男たちの視線が揃ってマンションと反対側に向いた隙に、カーテンを少しだけめくり上げ、対面の道路を一瞬で視界に入れた。
マンションの反対側の通りには、ガードレールに沿ってシルバーのワンボックスが停まっており、
その後ろに黒い軽自動車がぴったりと着けて停められている。
マンション前にいる男の一人は頻りに左右を見回していて、同じ建物の住人が入ってくるタイミングを計っているようだった。
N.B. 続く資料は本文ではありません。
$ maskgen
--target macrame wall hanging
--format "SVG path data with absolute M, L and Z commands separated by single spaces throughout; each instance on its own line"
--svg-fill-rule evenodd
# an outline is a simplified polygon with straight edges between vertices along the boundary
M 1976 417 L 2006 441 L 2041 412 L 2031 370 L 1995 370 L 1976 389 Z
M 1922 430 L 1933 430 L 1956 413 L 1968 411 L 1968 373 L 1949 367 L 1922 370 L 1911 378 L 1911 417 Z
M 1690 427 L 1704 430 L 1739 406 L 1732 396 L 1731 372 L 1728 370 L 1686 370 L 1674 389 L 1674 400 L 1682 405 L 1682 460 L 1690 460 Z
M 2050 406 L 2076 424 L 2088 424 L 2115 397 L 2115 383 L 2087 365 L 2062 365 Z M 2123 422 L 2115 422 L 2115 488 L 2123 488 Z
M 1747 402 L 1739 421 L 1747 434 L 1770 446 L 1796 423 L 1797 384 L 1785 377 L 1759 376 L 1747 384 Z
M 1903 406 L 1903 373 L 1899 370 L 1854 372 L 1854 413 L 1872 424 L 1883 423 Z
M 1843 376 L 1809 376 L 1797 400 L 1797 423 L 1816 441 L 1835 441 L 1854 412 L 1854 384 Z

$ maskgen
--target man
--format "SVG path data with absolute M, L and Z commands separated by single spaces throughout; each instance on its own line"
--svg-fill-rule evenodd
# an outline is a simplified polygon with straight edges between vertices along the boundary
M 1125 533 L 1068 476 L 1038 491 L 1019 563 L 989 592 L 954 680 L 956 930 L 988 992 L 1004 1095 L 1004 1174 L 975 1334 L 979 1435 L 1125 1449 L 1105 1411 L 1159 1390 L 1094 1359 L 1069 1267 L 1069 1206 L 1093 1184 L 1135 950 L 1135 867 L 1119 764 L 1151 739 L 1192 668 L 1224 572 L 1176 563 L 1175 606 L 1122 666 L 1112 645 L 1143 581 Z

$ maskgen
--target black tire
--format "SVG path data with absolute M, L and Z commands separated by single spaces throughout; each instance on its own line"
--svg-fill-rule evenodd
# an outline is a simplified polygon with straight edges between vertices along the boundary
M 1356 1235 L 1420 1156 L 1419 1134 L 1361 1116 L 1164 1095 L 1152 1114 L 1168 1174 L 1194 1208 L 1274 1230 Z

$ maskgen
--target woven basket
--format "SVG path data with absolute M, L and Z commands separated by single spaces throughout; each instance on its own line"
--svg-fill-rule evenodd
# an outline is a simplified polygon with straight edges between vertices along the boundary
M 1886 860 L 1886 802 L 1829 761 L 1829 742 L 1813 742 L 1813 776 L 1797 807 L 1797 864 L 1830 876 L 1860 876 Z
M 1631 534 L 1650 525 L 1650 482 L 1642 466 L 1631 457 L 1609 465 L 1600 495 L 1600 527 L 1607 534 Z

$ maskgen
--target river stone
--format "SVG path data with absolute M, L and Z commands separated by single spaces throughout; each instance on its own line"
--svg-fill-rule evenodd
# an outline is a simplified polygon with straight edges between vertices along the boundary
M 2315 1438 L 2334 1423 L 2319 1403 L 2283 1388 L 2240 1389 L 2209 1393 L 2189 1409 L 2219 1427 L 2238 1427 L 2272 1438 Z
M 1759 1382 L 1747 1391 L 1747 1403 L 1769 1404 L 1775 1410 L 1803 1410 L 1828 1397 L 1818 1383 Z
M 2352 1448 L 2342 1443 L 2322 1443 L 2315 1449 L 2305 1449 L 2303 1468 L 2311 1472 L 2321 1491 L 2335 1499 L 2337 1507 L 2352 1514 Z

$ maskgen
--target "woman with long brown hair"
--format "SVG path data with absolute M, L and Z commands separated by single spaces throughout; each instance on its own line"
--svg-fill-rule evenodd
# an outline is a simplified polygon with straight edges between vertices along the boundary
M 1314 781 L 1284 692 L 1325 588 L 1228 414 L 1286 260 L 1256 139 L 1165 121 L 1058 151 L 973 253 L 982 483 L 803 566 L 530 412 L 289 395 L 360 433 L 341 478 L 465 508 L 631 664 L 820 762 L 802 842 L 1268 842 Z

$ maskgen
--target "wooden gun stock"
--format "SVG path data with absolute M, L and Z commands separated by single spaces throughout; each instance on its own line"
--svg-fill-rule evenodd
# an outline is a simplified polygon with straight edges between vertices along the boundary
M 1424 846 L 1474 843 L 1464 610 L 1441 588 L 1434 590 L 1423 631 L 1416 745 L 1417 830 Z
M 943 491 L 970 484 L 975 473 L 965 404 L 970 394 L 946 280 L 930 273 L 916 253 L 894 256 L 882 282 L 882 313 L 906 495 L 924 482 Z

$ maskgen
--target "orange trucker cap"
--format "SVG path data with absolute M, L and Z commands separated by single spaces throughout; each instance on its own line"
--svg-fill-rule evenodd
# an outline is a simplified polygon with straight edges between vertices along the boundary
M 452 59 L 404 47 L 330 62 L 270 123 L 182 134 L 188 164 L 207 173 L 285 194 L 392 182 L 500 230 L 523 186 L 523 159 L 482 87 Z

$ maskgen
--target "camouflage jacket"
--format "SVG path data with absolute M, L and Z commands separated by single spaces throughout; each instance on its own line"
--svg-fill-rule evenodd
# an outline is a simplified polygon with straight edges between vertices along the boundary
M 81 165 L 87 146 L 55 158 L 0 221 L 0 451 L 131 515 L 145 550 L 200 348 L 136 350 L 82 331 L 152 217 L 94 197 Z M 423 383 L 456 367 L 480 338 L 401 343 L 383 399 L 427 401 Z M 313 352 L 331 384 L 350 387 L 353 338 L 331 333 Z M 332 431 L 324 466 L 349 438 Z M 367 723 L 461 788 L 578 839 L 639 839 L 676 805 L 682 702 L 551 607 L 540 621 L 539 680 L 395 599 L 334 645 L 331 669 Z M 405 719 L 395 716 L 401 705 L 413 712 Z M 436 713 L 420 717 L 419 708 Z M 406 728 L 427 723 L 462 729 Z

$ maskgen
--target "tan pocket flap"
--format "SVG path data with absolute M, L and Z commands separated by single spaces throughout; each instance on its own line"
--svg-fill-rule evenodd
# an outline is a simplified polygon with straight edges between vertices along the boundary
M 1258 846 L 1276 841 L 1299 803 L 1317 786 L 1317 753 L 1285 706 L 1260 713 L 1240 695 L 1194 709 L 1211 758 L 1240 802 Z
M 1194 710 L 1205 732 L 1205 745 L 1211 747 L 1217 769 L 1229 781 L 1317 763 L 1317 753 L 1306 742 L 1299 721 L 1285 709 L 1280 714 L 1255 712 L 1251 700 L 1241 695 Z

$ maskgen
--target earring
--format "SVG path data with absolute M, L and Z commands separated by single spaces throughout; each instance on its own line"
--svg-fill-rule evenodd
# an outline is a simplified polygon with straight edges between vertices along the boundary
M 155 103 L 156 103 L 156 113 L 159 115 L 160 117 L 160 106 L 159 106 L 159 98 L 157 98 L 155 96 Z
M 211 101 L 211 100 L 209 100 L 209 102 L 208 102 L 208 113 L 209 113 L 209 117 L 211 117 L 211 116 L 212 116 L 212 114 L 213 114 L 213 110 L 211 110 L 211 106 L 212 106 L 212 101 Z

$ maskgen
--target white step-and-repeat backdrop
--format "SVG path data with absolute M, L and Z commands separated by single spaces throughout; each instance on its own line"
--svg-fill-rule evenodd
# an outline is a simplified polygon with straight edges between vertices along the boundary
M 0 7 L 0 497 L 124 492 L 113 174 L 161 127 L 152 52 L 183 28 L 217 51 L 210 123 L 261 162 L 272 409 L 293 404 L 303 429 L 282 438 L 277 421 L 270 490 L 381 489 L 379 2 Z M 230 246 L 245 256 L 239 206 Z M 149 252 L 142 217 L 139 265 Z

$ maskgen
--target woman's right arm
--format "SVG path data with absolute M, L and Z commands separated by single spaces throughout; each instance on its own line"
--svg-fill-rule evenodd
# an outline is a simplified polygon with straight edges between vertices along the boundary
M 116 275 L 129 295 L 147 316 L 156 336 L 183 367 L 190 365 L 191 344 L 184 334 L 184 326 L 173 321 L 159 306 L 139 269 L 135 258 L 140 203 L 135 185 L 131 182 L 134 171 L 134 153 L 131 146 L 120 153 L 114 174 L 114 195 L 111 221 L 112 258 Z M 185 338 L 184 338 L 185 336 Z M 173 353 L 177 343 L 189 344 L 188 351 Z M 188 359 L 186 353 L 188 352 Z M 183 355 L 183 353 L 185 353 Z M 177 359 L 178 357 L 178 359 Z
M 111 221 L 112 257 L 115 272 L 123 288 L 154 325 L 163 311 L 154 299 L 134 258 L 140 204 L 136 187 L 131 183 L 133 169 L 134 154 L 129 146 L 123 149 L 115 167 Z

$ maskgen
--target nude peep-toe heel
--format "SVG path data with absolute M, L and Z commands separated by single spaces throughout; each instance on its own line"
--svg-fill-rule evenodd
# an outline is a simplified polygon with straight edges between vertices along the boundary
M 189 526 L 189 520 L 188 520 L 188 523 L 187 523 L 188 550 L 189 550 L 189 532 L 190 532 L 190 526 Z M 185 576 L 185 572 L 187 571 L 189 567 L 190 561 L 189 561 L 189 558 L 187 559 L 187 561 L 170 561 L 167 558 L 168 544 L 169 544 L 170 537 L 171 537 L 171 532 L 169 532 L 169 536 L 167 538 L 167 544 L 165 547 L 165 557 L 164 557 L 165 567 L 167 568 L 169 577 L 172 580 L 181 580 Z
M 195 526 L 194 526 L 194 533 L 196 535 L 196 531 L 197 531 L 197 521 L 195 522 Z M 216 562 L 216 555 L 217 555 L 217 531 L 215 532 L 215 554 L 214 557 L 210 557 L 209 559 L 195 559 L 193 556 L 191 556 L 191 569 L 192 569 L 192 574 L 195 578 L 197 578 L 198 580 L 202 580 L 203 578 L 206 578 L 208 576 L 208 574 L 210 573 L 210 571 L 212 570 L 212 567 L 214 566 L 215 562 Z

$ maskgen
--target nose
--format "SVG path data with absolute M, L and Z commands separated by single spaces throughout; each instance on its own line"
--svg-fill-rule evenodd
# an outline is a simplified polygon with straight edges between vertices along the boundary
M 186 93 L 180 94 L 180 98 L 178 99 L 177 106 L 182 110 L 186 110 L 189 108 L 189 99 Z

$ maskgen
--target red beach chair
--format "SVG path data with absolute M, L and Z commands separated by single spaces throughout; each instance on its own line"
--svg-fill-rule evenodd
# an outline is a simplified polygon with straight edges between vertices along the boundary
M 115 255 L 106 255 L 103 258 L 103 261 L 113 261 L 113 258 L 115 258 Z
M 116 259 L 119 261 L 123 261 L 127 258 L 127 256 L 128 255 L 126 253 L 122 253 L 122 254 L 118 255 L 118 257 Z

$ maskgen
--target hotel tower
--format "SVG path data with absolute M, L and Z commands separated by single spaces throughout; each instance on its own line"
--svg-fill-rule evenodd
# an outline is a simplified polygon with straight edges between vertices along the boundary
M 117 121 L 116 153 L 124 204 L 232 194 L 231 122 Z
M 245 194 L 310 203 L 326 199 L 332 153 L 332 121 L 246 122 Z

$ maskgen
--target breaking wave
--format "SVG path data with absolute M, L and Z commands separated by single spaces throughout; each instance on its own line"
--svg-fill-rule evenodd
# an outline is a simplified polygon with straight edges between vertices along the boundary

僕は再びベッドに身を沈め、気を紛らわそうとしばらくスマホゲームをしていたが
いつの間にか眠りに落ちてしまったようで
腹の上でブルブルと暴れるスマホの振動に驚いて目を覚ました。
慌てて画面を見ると、見慣れない名前が映し出されている。

ー伊藤大地ー

「・・だいち・・・ だいち?」

僕は少し戸惑いながら緑の応答ボタンをタップした。
「もしもし?井山?」   「   大地?」
「そう。おーーー!めっちゃ久しぶり。」
「うわーーーびっくりした!なんだよ!え、電話番号知ってたっけ・・?」
「さすがに変わってると思ったら掛かったわ。」
「あー、でもあれだいぶ前だよな。元気にしてんの?」
「元気元気。井山は?嫁さんと子供も?」
「元気だけどさぁ・・。あ、もしかして渡辺のこと?」
「そうそう、それで電話した。今お前んちの下いるから出て来いよ」

お前ん家の下にいる・・・?

「報道陣・・?」
「いや報道じゃない。報道じゃないけどこの事件を調べてる。」

調べてるって、、、
大地と最後に会ったのは6年ほど前になるだろうか。
大学を出てから水商売をしながら女の家を転々とし
6年前に自分の店を持ったとかで、新宿まで飲みに行った。
あの大地が今度は警察官にでもなったというのか

「趣味で」

短時間に繰り広げられる僕の回想を遮るように大地が言った。

「うちの店に来たんだよ渡辺、あれからしばらくして。
うん。で、ここ何年か見てないなぁと思ってたらさ。てか出てこいよ。
もう俺しか居ないって。」

ちらりとカーテンの端をめくり、窓の下を覗き込むと
黒づくめの服装で佇むスレンダーな男の姿が見えた。
大地は30代の頃から白髪混じりの髪を伸ばしていたが、この距離でもわかるほど増えた白場が、時の経過を感じさせた。

僕は真紀子に断って玄関を出た。